Akzo Nobel NV (AKZA), Europe’s largest paintmaker, exceeded its savings target last year and Chief Executive Officer Ton Buechner pledged this year’s goals remain intact as he strives to bring profitability in line with peers such as PPG Industries Inc. (PPG:US)
Cutting costs in administration, relocating plants and other measures helped give a 545 million euros ($737 million) boost to last year’s earnings, the Amsterdam-based company said today. Akzo had targeted 500 million euros, and Buechner said the extra progress won’t be “rolled over” into this year’s program.
Buechner has replaced top-level management and is spearheading the drive to create a cohesive company whose interests span household paint, pulp-bleaching chemicals and cosmetic ingredients.

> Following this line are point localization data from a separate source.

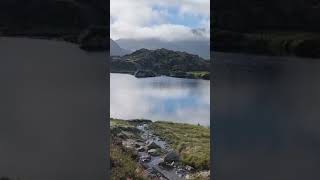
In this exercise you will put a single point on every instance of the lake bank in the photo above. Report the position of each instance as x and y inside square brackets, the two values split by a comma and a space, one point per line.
[146, 152]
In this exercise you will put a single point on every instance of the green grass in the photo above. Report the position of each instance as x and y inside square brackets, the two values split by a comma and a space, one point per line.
[301, 44]
[191, 141]
[123, 160]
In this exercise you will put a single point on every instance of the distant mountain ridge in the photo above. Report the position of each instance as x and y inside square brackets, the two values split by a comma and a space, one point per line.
[163, 62]
[198, 47]
[116, 50]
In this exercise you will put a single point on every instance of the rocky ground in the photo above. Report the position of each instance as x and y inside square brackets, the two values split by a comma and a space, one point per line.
[138, 152]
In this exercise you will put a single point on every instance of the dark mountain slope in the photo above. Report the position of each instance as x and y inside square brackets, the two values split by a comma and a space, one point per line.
[163, 62]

The 250 million euros in savings measures planned for this year are needed to make 2015 targets for margins and Akzo’s lagging return on sales, Buechner said.

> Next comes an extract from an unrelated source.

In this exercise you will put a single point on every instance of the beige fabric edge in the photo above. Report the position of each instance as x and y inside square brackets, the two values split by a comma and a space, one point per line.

“It looks like the company is slowly improving,” on an underlying earnings basis, Tom Muller, analyst at Theodoor Gilissen Bankiers, said.

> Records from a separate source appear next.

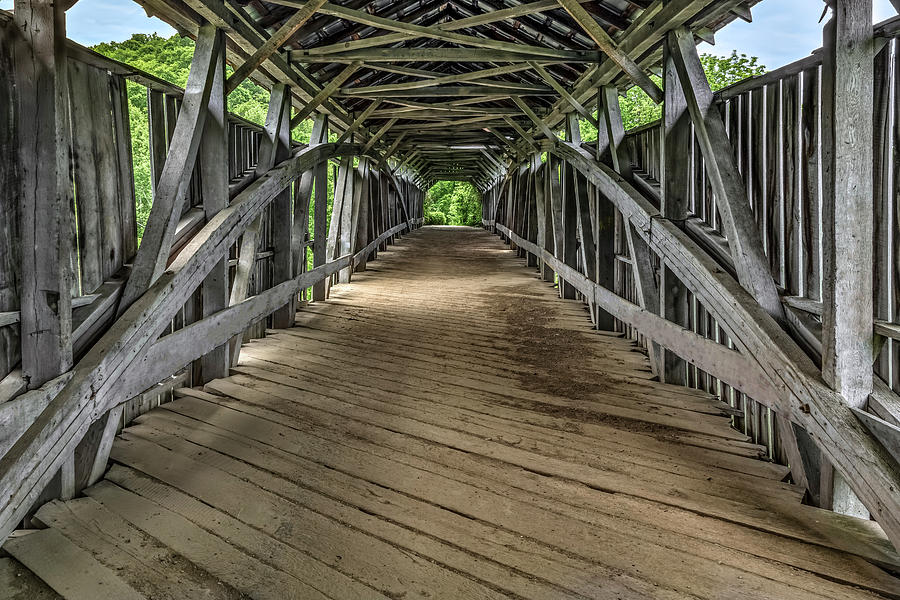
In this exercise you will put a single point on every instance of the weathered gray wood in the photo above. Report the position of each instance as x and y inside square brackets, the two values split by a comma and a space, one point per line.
[32, 461]
[742, 232]
[847, 92]
[320, 215]
[126, 198]
[156, 244]
[282, 218]
[177, 348]
[645, 286]
[69, 570]
[326, 92]
[804, 398]
[214, 171]
[362, 208]
[17, 414]
[612, 50]
[677, 143]
[612, 115]
[707, 354]
[538, 122]
[359, 16]
[272, 44]
[45, 192]
[10, 251]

Earnings before interest, taxes, depreciation and amortization of 208 million euros in the fourth quarter, met analsyts’ predictions.
Akzo shares climbed 3.1 percent to 54.57 euros as of 9:09 a.m. in the Dutch capital.
Buechner said he remains confident on reaching goals for next year. Last year’s restructuring led to an improvement in Akzo’s return on sales to 6.6 percent from 5.9 percent in 2012. The company is aiming for a 9 percent return.
Efficiency is the cornerstone for Buechner’s vision for the maker of Dulux paint after the $17 billion acquisition of Imperial Chemical Industries in 2008, and a global growth program under his predecessor, created a sprawling company with an inflated cost base. It’s also targeting a return on investment of 14 percent and a net debt to Ebitda ratio of below 2 percent by 2015.
Akzo also announced several changes to its supervisory board, and a return to eight seats from a current nine. Chairman Karel Vuursteen will leave after the annual general meeting after serving three full terms. Antony Burgmans, already member of the advisory board, is proposed as his successor. Peter Ellwood will leave the supervisory board after six years, to be replaced by Byron Grote.